The U.S. Securities and Exchange Commission is keeping a close eye on stock tokens and may bring more cases against companies that issue them, SEC Chairman told the virtual attendees of the American Bar Association’s mid-year program.

SEC Chairman Gary Gensler

“I’d briefly like to discuss the intersection of security-based swaps and financial technology, including with respect to crypto assets. There are initiatives by a number of platforms to offer crypto tokens or other products that are priced off of the value of securities and operate like derivatives,” Gary Gensler says.
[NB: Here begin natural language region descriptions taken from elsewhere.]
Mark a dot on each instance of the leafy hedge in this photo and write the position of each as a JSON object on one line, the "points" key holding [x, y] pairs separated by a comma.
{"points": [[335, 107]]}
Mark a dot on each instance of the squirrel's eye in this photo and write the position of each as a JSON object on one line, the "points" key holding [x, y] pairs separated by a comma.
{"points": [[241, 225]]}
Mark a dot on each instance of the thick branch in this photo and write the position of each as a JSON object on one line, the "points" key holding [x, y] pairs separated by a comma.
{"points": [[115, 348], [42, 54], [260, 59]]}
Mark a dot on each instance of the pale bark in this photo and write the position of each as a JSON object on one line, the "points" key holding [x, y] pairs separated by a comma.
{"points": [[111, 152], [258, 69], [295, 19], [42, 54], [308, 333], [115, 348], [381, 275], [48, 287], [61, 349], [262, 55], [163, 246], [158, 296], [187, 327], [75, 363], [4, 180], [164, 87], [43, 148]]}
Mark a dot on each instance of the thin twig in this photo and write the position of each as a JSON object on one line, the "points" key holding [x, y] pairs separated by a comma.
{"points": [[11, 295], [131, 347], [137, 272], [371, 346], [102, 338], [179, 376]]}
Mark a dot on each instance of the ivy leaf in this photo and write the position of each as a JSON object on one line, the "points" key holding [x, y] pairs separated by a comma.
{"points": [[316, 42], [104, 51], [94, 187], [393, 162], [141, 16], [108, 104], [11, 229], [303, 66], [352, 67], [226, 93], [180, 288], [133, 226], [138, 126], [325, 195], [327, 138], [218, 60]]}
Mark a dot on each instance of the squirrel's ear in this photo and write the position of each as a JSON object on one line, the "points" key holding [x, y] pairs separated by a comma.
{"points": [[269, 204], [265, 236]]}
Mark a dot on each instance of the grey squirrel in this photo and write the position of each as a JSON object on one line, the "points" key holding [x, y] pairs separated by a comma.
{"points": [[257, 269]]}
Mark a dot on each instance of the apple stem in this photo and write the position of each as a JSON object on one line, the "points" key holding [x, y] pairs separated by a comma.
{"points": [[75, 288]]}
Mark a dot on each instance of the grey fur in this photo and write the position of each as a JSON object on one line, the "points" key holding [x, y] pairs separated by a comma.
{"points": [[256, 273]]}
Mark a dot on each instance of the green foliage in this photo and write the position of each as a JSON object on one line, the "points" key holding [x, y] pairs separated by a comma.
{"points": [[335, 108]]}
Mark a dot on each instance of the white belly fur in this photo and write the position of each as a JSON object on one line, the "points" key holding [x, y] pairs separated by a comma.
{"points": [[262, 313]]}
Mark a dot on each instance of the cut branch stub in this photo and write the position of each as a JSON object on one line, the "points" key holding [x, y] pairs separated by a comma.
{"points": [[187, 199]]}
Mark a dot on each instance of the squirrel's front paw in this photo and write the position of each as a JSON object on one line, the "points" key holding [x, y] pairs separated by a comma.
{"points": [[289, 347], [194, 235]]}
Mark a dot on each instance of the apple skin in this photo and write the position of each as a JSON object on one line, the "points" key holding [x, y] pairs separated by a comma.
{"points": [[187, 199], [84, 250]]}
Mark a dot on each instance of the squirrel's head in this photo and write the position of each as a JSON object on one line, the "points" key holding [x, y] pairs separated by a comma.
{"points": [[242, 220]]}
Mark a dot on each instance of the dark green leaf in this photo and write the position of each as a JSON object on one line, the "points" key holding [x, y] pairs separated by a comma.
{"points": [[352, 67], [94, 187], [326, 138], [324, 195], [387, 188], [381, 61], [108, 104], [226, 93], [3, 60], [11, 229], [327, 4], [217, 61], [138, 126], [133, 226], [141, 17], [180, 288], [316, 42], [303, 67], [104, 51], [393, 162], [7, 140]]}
“Make no mistake: It doesn’t matter whether it’s a stock token, a stable value token backed by securities, or any other virtual product that provides synthetic exposure to underlying securities. These platforms — whether in the decentralized or centralized finance space — are implicated by the securities laws and must work within our securities regime,” he added.

“We’ve brought some cases involving retail offerings of security-based swaps; unfortunately, there may be more,” the SEC chairman said.

Stock tokens are tokens that closely track the performance of traditional financial securities, particularly shares of publicly traded companies. Stock tokens are delta-one products that are backed by physical shares. This means for a given instantaneous move in the price of the underlying asset there is expected to be an identical move in the price of the derivative.

As AZCoin News reported on July 16, Binance will be winding down support for stock tokens on Binance.com to shift its commercial focus to other product offerings, the exchange will no longer support any stock tokens after 2021-10-14 19:55 (UTC).